The failed drive is not accessible anymore so those Elasticsearch logs are gone
On a identical VM I checked the mounting config
/dev/mapper/main-root on / type ext4 (rw,relatime,errors=remount-ro,data=ordered)
On other nodes in the cluster I see these as I killed the "bad" VM named es-hay0-18 (as expected)
[2019-04-18T09:24:58,108][INFO ][o.e.c.s.ClusterApplierService] [es-hay0-19] removed {{es-hay0-18}{ym_mc6WZTqaZrDTIweCgjA}{nE59gZFzS8mrsL3ga6qQqQ}{10.0.0.127}{10.0.0.127:9300}{rack_id=br1515, ml.machine_memory=42193956864, ml.max_open_jobs=20, xpack.installed=true, ml.enabled=true, gateway=true},}, reason: apply cluster state (from master [master {es-hay0-04}{Gmw2m6AyQ8WN05zXunQfng}{H3lc7EYAQKe0Eb105MaWIw}{10.0.0.113}{10.0.0.113:9300}{rack_id=br1517, ml.machine_memory=42193956864, ml.max_open_jobs=20, xpack.installed=true, ml.enabled=true, gateway=true} committed version [35669]])
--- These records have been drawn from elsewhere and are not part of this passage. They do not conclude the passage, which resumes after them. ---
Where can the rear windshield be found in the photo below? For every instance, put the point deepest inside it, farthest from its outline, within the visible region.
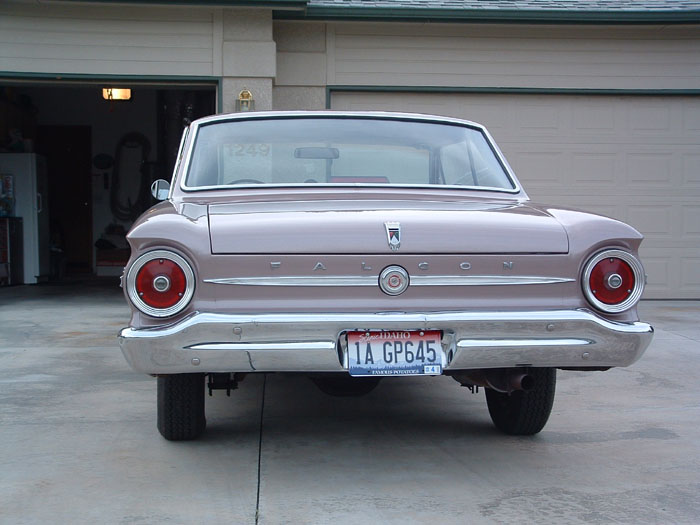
(343, 151)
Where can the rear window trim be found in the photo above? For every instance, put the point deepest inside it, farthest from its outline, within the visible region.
(489, 141)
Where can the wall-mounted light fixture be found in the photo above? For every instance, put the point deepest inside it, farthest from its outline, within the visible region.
(245, 101)
(116, 94)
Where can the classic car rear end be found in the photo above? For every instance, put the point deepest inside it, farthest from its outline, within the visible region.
(356, 246)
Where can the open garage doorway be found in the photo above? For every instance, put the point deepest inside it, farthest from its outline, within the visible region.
(97, 156)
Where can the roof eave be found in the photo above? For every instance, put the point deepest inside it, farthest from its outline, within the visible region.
(521, 16)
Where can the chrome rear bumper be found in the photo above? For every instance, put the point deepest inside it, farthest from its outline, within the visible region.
(314, 342)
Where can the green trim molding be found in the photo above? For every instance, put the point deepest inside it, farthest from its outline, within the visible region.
(507, 90)
(272, 4)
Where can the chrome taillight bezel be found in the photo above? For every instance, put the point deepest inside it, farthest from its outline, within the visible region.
(635, 294)
(134, 271)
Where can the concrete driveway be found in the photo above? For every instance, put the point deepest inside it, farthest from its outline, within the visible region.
(78, 442)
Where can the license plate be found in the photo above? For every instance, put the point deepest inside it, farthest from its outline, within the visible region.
(395, 353)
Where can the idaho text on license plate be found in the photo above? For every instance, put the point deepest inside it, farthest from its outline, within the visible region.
(394, 353)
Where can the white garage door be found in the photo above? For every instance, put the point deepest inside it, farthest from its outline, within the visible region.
(635, 158)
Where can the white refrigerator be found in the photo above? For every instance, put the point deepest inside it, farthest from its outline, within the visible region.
(31, 203)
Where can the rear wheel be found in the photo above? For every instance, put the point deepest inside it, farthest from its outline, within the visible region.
(346, 386)
(181, 406)
(524, 413)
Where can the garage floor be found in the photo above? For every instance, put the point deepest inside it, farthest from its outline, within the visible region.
(78, 442)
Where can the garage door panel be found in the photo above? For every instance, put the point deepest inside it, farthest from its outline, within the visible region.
(691, 170)
(633, 158)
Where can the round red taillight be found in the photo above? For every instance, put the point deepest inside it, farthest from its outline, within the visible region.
(160, 283)
(613, 281)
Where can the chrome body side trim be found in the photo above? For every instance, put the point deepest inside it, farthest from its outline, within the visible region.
(312, 342)
(372, 280)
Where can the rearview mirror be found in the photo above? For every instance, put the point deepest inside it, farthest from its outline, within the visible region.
(160, 189)
(316, 153)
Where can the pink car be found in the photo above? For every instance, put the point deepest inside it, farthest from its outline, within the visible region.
(356, 246)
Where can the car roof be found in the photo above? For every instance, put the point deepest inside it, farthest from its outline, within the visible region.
(384, 115)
A little earlier there are three of these
[2019-04-18T08:38:41,220][WARN ][o.e.c.r.a.AllocationService] [es-hay0-04] failing shard [failed shard, shard [dc-telegraf-logs-2019.04.18][3], node[ym_mc6WZTqaZrDTIweCgjA], [R], s[STARTED], a[id=l6EPHvWoQeWhj41WXxDwoQ], message [failed to perform indices:data/write/bulk[s] on replica [dc-telegraf-logs-2019.04.18][3], node[ym_mc6WZTqaZrDTIweCgjA], [R], s[STARTED], a[id=l6EPHvWoQeWhj41WXxDwoQ]], failure [RemoteTransportException[[es-hay0-18][10.0.0.127:9300][indices:data/write/bulk[s][r]]]; nested: AlreadyClosedException[[dc-telegraf-logs-2019.04.18][3] engine is closed]; nested: FileSystemException[/var/data/es-00/nodes/0/indices/ZjHR1lKVQAW-17SCPVffZA/3/index/_h89.fdx: Read-only file system]; ], markAsStale [true]]
org.elasticsearch.transport.RemoteTransportException: [es-hay0-18][10.0.0.127:9300][indices:data/write/bulk[s][r]]
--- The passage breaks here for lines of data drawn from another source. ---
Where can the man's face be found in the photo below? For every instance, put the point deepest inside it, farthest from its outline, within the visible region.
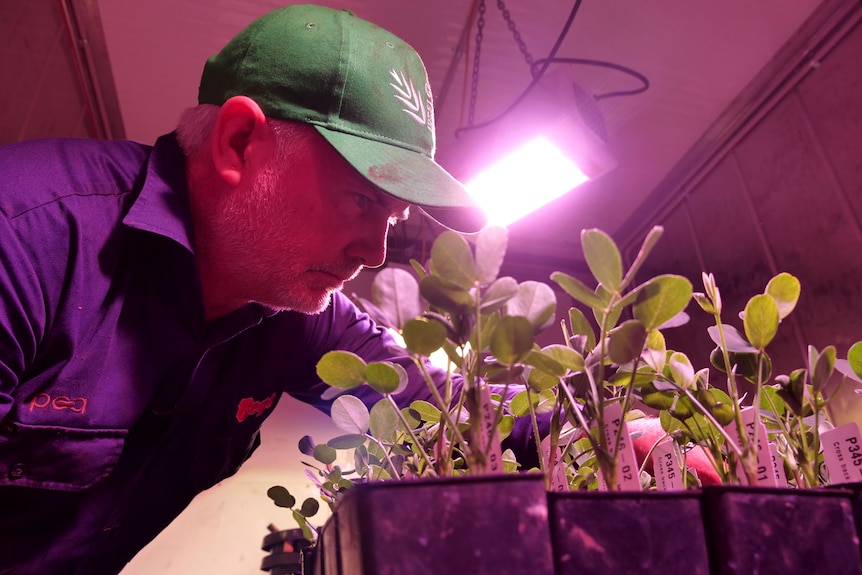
(308, 223)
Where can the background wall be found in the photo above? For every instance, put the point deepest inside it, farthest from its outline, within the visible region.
(784, 198)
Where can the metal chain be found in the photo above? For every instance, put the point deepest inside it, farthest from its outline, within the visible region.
(517, 35)
(474, 87)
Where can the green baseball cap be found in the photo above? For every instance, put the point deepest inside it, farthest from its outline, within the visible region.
(365, 90)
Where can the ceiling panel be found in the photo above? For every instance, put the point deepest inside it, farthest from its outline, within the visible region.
(698, 56)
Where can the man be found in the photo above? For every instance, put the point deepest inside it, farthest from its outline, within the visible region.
(157, 301)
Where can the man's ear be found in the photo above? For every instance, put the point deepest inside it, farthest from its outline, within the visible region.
(242, 141)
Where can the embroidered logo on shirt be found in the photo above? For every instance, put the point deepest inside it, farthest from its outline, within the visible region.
(249, 406)
(410, 97)
(59, 403)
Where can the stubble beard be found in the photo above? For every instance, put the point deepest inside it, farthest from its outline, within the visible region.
(294, 289)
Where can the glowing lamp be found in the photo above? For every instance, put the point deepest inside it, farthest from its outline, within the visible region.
(525, 180)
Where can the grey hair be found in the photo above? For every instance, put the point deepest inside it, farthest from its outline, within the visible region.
(196, 125)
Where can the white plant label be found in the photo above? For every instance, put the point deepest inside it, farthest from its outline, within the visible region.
(765, 469)
(777, 466)
(490, 437)
(628, 474)
(668, 476)
(558, 481)
(842, 451)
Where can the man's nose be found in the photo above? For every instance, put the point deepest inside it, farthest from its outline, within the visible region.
(370, 246)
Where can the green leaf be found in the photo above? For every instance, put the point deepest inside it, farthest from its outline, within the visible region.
(854, 358)
(520, 404)
(649, 243)
(704, 302)
(426, 411)
(396, 293)
(423, 337)
(681, 370)
(452, 260)
(385, 377)
(603, 258)
(771, 401)
(732, 339)
(445, 295)
(325, 454)
(651, 397)
(281, 496)
(785, 289)
(609, 319)
(575, 288)
(498, 293)
(542, 403)
(511, 339)
(534, 301)
(349, 441)
(309, 507)
(747, 364)
(341, 369)
(626, 342)
(761, 320)
(660, 299)
(383, 421)
(821, 366)
(546, 363)
(490, 249)
(505, 427)
(568, 357)
(349, 414)
(581, 326)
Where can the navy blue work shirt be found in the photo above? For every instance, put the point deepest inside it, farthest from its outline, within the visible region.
(117, 403)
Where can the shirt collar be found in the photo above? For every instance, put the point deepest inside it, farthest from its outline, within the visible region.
(162, 207)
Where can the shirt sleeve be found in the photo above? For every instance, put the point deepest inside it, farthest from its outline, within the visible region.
(344, 327)
(22, 313)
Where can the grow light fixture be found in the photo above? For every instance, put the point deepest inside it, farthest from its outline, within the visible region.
(525, 180)
(540, 151)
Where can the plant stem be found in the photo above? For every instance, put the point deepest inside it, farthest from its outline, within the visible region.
(409, 431)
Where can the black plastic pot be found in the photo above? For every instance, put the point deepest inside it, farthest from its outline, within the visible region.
(465, 526)
(628, 532)
(781, 531)
(288, 551)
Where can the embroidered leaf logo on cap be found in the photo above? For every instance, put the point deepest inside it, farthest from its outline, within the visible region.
(407, 95)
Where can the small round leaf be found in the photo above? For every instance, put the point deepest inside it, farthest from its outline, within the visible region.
(341, 369)
(350, 415)
(511, 339)
(761, 320)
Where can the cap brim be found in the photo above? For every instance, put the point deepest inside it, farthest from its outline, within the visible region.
(411, 177)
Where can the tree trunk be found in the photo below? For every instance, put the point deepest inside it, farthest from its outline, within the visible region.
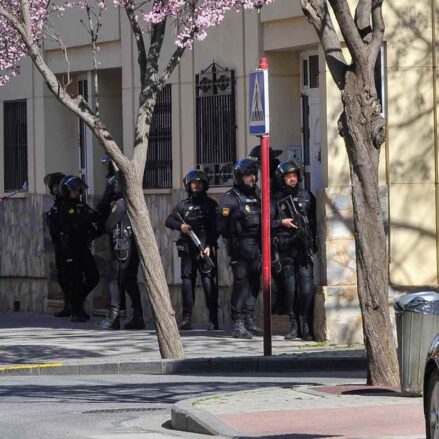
(363, 128)
(155, 280)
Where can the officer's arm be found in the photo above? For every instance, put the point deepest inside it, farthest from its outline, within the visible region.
(173, 221)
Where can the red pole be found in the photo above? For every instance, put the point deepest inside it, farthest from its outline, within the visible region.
(266, 240)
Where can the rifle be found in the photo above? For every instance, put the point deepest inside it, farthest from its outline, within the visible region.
(24, 188)
(199, 246)
(303, 230)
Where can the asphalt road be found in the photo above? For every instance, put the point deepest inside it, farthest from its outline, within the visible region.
(120, 406)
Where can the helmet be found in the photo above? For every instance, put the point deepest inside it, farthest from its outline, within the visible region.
(53, 179)
(285, 168)
(71, 183)
(255, 153)
(196, 175)
(244, 167)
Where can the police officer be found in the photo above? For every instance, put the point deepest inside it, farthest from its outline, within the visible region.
(52, 181)
(293, 229)
(239, 222)
(196, 213)
(73, 230)
(124, 257)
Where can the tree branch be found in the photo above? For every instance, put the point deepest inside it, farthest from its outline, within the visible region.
(362, 19)
(141, 50)
(348, 29)
(378, 31)
(318, 15)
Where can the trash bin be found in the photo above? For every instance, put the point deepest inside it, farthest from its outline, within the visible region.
(417, 323)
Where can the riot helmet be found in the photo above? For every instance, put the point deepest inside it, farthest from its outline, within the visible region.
(196, 176)
(285, 168)
(240, 169)
(71, 184)
(52, 180)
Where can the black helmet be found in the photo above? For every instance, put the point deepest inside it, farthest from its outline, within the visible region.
(285, 168)
(255, 153)
(53, 179)
(196, 175)
(71, 183)
(244, 167)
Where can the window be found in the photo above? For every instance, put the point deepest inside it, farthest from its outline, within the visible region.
(216, 123)
(158, 168)
(15, 144)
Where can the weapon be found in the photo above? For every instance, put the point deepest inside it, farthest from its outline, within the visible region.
(198, 245)
(303, 231)
(24, 188)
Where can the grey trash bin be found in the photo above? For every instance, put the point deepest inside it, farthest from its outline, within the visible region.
(417, 323)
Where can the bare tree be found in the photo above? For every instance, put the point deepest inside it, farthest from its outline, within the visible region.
(363, 128)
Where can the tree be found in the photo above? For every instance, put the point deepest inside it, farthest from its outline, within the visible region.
(363, 129)
(23, 23)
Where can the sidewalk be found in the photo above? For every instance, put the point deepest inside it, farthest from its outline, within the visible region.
(43, 340)
(306, 412)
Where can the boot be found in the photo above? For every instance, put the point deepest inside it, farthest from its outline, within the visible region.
(136, 322)
(65, 312)
(239, 330)
(306, 332)
(112, 321)
(186, 323)
(250, 325)
(213, 322)
(293, 331)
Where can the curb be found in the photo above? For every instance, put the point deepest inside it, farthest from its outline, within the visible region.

Caused by: org.apache.lucene.store.AlreadyClosedException: [dc-telegraf-logs-2019.04.18][3] engine is closed
at org.elasticsearch.index.engine.Engine.ensureOpen(Engine.java:760) ~[elasticsearch-6.6.2.jar:6.6.2]
at org.elasticsearch.index.engine.Engine.ensureOpen(Engine.java:769) ~[elasticsearch-6.6.2.jar:6.6.2]
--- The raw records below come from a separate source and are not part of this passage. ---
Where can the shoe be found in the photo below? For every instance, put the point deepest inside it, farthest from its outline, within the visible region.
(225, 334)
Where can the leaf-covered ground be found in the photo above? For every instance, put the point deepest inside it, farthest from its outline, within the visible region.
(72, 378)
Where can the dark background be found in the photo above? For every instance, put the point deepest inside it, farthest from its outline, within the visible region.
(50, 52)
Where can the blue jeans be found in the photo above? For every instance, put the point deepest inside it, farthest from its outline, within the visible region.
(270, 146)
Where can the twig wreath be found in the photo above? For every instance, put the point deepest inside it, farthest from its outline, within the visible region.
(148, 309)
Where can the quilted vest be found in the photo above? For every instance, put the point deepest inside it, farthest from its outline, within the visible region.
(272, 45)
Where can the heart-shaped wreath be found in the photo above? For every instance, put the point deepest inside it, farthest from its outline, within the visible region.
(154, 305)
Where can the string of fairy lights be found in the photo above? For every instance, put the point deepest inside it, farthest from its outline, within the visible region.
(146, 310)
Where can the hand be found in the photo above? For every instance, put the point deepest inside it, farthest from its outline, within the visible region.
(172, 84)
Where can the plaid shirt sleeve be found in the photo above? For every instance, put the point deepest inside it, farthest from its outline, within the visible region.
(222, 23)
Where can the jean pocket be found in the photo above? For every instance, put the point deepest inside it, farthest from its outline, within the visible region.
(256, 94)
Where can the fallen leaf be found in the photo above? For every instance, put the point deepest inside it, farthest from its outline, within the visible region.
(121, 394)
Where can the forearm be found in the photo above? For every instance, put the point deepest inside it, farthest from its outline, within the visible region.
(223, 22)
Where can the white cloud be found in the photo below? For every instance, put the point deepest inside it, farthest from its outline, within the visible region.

at org.elasticsearch.index.engine.InternalEngine.index(InternalEngine.java:871) ~[elasticsearch-6.6.2.jar:6.6.2]
at org.elasticsearch.index.shard.IndexShard.index(IndexShard.java:788) ~[elasticsearch-6.6.2.jar:6.6.2]
at org.elasticsearch.index.shard.IndexShard.applyIndexOperation(IndexShard.java:755) ~[elasticsearch-6.6.2.jar:6.6.2]
at org.elasticsearch.index.shard.IndexShard.applyIndexOperationOnReplica(IndexShard.java:725) ~[elasticsearch-6.6.2.jar:6.6.2]
at org.elasticsearch.action.bulk.TransportShardBulkAction.performOpOnReplica(TransportShardBulkAction.java:425) ~[elasticsearch-6.6.2.jar:6.6.2]
at org.elasticsearch.action.bulk.TransportShardBulkAction.performOnReplica(TransportShardBulkAction.java:393) ~[elasticsearch-6.6.2.jar:6.6.2]
at org.elasticsearch.action.bulk.TransportShardBulkAction.shardOperationOnReplica(TransportShardBulkAction.java:380) ~[elasticsearch-6.6.2.jar:6.6.2]
at org.elasticsearch.action.bulk.TransportShardBulkAction.shardOperationOnReplica(TransportShardBulkAction.java:79) ~[elasticsearch-6.6.2.jar:6.6.2]
at org.elasticsearch.action.support.replication.TransportReplicationAction$AsyncReplicaAction.onResponse(TransportReplicationAction.java:637) ~[elasticsearch-6.6.2.jar:6.6.2]
The stack trace continues... I can add more if needed.
Just to be clear, mounting with errors=panic?
is to good way to stop ES if there are filesystem issues?